In June 2021, FDOT announced that it is conducting a study to construct a fifth span to eventually replace the aging third (1975) span. The new span is slated to be constructed along the north side of the fourth (1996) span, perhaps right over where the second (1956) span once stood. While the agency has identified that work will include widening the fourth span, it is currently unclear as to whether the span will only have widened shoulders, or if an additional travel lane will be added. It is also unclear as to how many lanes the new span will have, though a trail component will be included to replace the trail link lost when the second span was demolished, thus fully reactivating the Friendship Trail. Should FDOT commence with the project, the design phase will begin sometime in 2025. Upon completion of the fifth span, all three Pinellas-Hillsborough bridge crossings over Old Tampa Bay will have trail components. Also, the fifth span will serve westbound traffic while the fourth span will switch to handling eastbound traffic.

===History===
- 1924-1956: 1924 span built as two-lane, two-way bridge.
- 1956-1975: 1956 span built for westbound traffic, 1924 span used for eastbound traffic.
- 1975-1996: 1956 span used for westbound traffic, 1975 span built for eastbound traffic. 1924 span demolished.
- 1996-1997: 1956 span used for westbound traffic, 1996 span built for eastbound traffic. 1975 span closed for retrofitting.
- 1997-2008: 1996 span used for westbound traffic, 1975 span used for eastbound traffic. 1956 span used as the pedestrian and recreational use "Friendship Trail Bridge".
- 2008–2016: 1996 span used for westbound traffic, 1975 span used for eastbound traffic. 1956 span disused and closed.
- 2016–present: 1996 span used for westbound traffic, 1975 span used for eastbound traffic. 1956 span fully demolished.
- Future: Future span to be built for westbound traffic, 1996 span to be used for eastbound traffic. 1975 span to be demolished.

==Mishap history==
Several barges have struck one of the spans of the Gandy Bridge throughout the years.

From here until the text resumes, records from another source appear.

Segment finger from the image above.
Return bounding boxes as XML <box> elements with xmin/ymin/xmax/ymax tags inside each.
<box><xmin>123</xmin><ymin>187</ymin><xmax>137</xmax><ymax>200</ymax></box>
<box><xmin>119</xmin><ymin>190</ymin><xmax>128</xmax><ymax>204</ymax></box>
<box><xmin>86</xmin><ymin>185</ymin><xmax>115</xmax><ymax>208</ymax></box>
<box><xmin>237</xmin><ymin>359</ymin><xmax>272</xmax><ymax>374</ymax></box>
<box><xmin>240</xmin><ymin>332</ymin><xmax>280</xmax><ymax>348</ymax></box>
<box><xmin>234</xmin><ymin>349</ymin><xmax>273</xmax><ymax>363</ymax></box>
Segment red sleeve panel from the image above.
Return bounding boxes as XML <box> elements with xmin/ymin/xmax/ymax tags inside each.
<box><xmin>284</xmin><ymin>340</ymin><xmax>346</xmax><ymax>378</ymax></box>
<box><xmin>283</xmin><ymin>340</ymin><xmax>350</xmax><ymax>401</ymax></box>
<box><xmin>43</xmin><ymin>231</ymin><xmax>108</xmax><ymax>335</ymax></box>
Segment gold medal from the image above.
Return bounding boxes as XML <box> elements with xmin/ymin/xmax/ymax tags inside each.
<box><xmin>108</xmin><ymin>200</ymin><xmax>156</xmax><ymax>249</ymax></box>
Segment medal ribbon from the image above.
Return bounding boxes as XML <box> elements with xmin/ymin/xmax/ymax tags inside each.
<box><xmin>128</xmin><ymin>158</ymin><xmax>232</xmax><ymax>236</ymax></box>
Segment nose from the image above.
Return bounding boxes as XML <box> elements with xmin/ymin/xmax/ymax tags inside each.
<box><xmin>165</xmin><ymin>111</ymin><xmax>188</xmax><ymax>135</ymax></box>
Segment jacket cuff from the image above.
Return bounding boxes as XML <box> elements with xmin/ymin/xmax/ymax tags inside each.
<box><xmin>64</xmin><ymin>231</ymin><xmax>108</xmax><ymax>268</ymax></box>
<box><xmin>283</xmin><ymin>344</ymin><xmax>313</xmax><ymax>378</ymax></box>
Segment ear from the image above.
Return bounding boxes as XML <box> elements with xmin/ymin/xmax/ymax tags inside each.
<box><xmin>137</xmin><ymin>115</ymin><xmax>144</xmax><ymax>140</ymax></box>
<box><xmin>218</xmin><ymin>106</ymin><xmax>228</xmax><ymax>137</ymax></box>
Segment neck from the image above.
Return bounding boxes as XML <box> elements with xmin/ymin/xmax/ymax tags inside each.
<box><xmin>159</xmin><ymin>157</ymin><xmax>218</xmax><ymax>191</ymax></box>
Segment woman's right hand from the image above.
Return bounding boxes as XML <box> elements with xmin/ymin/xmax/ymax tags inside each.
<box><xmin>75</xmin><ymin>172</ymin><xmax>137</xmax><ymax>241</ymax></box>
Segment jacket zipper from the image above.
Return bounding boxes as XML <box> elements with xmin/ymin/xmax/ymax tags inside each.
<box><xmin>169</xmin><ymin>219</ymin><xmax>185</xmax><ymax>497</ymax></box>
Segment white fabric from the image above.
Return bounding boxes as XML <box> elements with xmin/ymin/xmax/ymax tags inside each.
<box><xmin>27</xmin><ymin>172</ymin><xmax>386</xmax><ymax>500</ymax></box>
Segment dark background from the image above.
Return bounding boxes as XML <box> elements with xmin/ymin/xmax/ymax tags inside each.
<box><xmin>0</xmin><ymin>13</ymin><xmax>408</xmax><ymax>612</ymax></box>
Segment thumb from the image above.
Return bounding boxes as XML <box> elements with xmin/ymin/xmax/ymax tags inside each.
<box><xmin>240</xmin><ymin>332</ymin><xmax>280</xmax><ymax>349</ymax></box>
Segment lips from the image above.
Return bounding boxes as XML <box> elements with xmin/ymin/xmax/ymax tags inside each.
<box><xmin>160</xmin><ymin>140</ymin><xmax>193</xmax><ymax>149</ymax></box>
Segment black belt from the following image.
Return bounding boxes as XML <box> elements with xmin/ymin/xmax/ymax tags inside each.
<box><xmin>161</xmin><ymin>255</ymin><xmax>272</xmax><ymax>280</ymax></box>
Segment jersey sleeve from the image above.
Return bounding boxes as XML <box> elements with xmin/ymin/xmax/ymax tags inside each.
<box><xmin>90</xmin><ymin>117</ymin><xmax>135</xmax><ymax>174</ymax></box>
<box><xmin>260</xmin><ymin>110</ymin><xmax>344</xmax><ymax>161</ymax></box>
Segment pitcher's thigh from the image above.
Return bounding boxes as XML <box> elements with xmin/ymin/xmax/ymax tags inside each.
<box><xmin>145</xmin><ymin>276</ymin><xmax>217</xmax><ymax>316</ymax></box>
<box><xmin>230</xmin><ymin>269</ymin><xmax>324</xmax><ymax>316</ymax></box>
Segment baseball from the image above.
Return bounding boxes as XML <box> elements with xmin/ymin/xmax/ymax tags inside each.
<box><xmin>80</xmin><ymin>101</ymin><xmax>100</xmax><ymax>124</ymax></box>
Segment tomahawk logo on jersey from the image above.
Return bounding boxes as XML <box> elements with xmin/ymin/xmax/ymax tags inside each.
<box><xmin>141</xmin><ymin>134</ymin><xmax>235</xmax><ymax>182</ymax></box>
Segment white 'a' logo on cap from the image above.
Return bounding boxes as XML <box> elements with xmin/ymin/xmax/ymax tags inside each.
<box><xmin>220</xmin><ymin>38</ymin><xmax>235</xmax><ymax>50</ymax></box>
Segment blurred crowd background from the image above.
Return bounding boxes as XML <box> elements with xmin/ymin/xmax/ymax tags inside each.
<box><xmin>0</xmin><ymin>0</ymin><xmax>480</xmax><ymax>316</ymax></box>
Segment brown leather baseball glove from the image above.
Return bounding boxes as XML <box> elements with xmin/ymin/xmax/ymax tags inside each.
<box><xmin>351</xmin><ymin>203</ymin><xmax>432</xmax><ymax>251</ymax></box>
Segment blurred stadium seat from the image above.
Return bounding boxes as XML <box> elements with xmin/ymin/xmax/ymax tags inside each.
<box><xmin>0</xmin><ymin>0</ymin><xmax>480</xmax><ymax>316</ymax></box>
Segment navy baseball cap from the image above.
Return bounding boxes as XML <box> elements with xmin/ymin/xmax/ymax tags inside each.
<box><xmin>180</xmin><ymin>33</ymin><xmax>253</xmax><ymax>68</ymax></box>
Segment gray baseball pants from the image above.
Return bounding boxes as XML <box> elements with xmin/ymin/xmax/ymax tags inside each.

- December 12, 1970: A barge hits the drawbridge when it doesn't open in time, cracking several pilings
- February 6, 1981: The barge Liquilassie, towed by the tug Tusker, swings wide on a starboard turn and strikes Gandy Bridge, damaging a support column.
- August 31, 1985: Two barges break their moorings and, powered by waves from Hurricane Elena, crash into the southernmost span of the bridge.
- March 31, 1988: The shrimp boat Madonna T. Tillman sinks after striking the center of the bridge while being towed by another shrimp boat.
- March 31, 2006: The 285-foot-long steel barge Apache, towed by the tug Crosby Skipper, swings wide on a turn and slams into a concrete support column. Chunks of reinforced concrete dropped onto the barge's deck, and cracks rippled through the 48-foot-long beam.